Wie der Sprecher der Stasiaktenbehörde, Andreas Schulze, gestern in Berlin bestätigte, handelte es sich bei dem Unterfeldwebel um einen Angehörigen einer Sondereinheit, die unter dem Namen "Einsatzkompanie der HA I" firmierte. HA I steht für Hauptabteilung eins, und deren Aufgabe war die Überwachung und "Absicherung" der Nationalen Volksarmee und der Grenztruppen der DDR. Einzelkämpfer dieser Einheit wurden eingesetzt, wenn das MfS über Hinweise verfügte, dass sich Grenzsoldaten in den Westen absetzen könnten. Diese Hinweise konnten über Stasispitzel oder über die Post- und Telefonüberwachung zustande gekommen sein. In einem solchen Verdachtsfall wurde ein Mitglied der Spezialtruppe unter einer Legende in die entsprechende Einheit der Grenztruppe eingeschleust. In diesem Kontext, so Behördensprecher Schulze, sei dem Stasimann dann die Dienstvorschrift überreicht worden, die er mit "Befehl erhalten, Befehl verstanden" zu quittieren hatte.

Aus Sicht des MfS mag durchaus Handlungsbedarf bestanden haben. So sollen zwischen 1971 und 1974 den Recherchen der Zeitung zufolge 144 Soldaten in den Westen geflohen sein. Insgesamt habe es mehr als 2.800 "Verräter und Grenzverletzer" gegeben.

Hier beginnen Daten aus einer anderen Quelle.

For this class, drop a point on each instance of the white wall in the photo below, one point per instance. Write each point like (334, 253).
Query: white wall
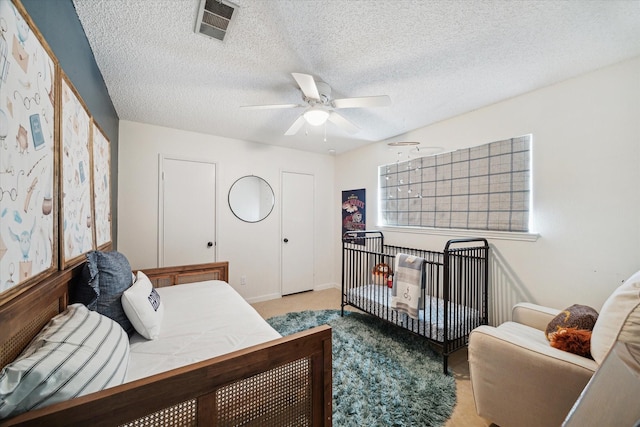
(586, 195)
(252, 249)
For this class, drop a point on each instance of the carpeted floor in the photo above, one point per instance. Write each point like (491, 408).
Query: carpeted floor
(382, 375)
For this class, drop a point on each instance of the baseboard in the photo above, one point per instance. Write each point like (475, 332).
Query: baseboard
(261, 298)
(269, 297)
(326, 286)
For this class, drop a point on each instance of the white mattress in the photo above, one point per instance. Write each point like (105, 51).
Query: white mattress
(201, 320)
(377, 299)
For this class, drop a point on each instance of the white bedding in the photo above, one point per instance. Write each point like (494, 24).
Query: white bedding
(431, 321)
(201, 320)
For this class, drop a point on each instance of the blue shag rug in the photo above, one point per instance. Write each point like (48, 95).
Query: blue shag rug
(382, 374)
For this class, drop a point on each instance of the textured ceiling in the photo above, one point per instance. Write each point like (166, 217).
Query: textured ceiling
(435, 59)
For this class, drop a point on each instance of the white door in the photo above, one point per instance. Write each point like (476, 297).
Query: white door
(297, 232)
(187, 223)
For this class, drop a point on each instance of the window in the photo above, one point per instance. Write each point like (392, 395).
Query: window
(480, 188)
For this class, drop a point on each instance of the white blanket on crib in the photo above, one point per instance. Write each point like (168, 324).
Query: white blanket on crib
(407, 284)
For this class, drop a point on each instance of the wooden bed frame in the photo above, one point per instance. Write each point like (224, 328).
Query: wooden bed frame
(286, 381)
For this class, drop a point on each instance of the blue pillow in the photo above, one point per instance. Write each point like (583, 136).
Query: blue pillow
(113, 278)
(86, 289)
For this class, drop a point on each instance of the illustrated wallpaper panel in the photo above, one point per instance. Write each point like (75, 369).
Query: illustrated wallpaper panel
(101, 186)
(77, 220)
(27, 152)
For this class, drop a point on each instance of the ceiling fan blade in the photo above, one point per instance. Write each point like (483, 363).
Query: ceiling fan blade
(295, 127)
(364, 101)
(269, 107)
(343, 123)
(307, 85)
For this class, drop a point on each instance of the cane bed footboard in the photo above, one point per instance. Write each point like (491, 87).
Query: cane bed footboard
(280, 383)
(283, 382)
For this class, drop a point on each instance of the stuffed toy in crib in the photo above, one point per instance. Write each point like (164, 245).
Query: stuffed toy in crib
(382, 275)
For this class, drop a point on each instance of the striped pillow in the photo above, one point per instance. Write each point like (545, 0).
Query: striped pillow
(78, 352)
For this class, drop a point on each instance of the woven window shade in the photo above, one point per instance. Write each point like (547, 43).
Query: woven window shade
(480, 188)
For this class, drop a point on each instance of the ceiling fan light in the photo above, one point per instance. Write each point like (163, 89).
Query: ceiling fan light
(316, 116)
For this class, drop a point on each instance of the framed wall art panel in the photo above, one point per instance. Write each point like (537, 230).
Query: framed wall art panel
(101, 186)
(76, 216)
(28, 152)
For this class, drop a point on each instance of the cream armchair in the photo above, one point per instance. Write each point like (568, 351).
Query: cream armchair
(518, 379)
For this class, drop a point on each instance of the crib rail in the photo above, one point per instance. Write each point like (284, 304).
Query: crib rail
(454, 286)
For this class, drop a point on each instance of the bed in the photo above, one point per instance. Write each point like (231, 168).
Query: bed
(451, 291)
(212, 376)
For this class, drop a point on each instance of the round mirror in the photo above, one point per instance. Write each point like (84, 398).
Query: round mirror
(251, 198)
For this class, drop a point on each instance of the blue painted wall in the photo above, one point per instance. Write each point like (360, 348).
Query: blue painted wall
(59, 24)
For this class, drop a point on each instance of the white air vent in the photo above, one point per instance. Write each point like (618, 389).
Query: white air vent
(214, 17)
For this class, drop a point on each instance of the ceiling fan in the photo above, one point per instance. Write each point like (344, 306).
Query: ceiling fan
(320, 106)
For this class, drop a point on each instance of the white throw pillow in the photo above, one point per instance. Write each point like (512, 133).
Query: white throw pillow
(619, 319)
(142, 305)
(78, 352)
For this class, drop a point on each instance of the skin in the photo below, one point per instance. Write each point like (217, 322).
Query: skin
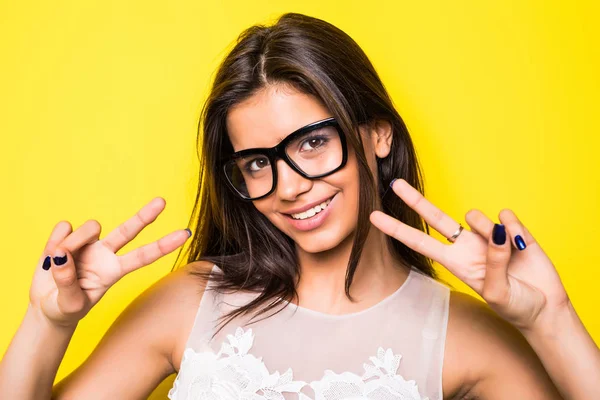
(485, 356)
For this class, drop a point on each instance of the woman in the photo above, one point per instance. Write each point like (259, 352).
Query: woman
(307, 276)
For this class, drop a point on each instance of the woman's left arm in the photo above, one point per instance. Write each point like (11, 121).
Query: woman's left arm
(520, 285)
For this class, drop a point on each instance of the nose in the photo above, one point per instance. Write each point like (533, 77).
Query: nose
(290, 184)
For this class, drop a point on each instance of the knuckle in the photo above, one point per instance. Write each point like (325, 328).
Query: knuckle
(123, 231)
(66, 279)
(506, 213)
(437, 215)
(492, 295)
(94, 225)
(75, 305)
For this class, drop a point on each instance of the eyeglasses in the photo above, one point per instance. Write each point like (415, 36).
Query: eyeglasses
(313, 151)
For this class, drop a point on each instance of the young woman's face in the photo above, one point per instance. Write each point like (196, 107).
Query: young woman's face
(262, 121)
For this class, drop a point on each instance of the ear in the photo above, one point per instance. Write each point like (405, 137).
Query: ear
(381, 137)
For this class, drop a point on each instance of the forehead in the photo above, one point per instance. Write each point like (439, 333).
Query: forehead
(271, 114)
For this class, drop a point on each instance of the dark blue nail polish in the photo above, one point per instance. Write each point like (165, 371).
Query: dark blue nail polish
(46, 264)
(60, 260)
(499, 234)
(520, 242)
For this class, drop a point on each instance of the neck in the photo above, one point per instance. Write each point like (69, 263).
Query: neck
(321, 286)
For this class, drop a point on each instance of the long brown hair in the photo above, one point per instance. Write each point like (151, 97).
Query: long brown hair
(316, 58)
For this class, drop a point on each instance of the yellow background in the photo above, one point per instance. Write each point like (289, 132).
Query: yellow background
(99, 103)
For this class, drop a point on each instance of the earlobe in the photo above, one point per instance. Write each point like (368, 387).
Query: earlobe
(381, 134)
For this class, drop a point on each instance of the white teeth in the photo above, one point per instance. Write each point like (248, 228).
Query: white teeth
(312, 212)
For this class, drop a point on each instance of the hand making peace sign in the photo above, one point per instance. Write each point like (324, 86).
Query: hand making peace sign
(66, 289)
(522, 286)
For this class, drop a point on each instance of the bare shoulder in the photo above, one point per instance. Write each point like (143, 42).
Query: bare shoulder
(145, 340)
(486, 357)
(187, 288)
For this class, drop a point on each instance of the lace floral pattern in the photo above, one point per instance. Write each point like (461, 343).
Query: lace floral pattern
(233, 373)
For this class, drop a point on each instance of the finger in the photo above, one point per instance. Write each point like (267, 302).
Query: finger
(496, 289)
(520, 236)
(479, 223)
(71, 299)
(435, 217)
(413, 238)
(129, 229)
(87, 233)
(151, 252)
(60, 231)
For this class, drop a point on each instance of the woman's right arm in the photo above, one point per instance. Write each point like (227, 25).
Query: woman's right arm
(62, 293)
(29, 366)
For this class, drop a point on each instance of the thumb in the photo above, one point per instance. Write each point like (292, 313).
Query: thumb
(70, 299)
(496, 289)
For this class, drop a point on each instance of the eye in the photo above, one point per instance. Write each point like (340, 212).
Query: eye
(257, 164)
(313, 143)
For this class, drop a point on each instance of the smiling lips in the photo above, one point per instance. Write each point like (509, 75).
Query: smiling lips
(311, 218)
(311, 212)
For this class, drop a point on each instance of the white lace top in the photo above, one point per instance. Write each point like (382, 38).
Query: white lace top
(390, 351)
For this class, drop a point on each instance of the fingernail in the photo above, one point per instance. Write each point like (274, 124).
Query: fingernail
(520, 242)
(59, 258)
(499, 234)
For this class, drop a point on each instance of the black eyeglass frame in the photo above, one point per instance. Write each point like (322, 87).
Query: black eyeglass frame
(278, 152)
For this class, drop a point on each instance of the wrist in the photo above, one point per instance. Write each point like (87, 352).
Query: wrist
(36, 316)
(552, 324)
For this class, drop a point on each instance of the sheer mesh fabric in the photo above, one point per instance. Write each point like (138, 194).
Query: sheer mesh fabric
(390, 351)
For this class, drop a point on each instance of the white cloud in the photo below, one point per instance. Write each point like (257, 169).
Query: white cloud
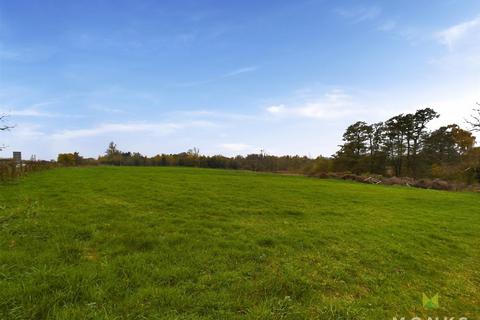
(387, 26)
(459, 33)
(359, 14)
(131, 127)
(240, 71)
(333, 104)
(236, 147)
(463, 43)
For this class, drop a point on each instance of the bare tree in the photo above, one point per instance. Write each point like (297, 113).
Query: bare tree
(4, 126)
(475, 119)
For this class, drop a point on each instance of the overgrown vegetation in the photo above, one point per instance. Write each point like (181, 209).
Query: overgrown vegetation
(402, 146)
(186, 243)
(11, 170)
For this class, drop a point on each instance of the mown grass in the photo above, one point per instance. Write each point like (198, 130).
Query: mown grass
(177, 243)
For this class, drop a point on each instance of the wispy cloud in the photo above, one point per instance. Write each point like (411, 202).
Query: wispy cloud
(240, 71)
(230, 74)
(237, 147)
(463, 43)
(464, 31)
(333, 104)
(161, 128)
(360, 13)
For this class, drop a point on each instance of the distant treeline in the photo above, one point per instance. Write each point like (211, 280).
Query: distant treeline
(192, 158)
(402, 146)
(10, 170)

Behördensprecher Andreas Schulze legt bei aller Bedeutung der jetzt gefunden Anweisung aber Wert darauf, dass die Papiere nicht mit dem allgemeinen Schießbefehl an die DDR-Grenzsoldaten verwechselt werde. "Bisher fanden wir in Dienstanweisungen zwar Passagen, die den Schusswaffengebrauch als letztes Mittel einräumten", sagte Schulze. Aber zuvor hätten die Grenztruppen laut Befehl immer erst mehrfach und eindeutig vorwarnen müssen. "Sie mussten die Flüchtlinge zum Beispiel zum Anhalten auffordern und Warnschüsse in die Luft abgeben." Davon stehe in dem jetzt entdeckten Schießbefehl nichts. Auch richtete sich diese Anweisung nicht allgemein gegen fluchtwillige Bürger, sondern ausschließlich gegen Angehörige der Grenztruppen.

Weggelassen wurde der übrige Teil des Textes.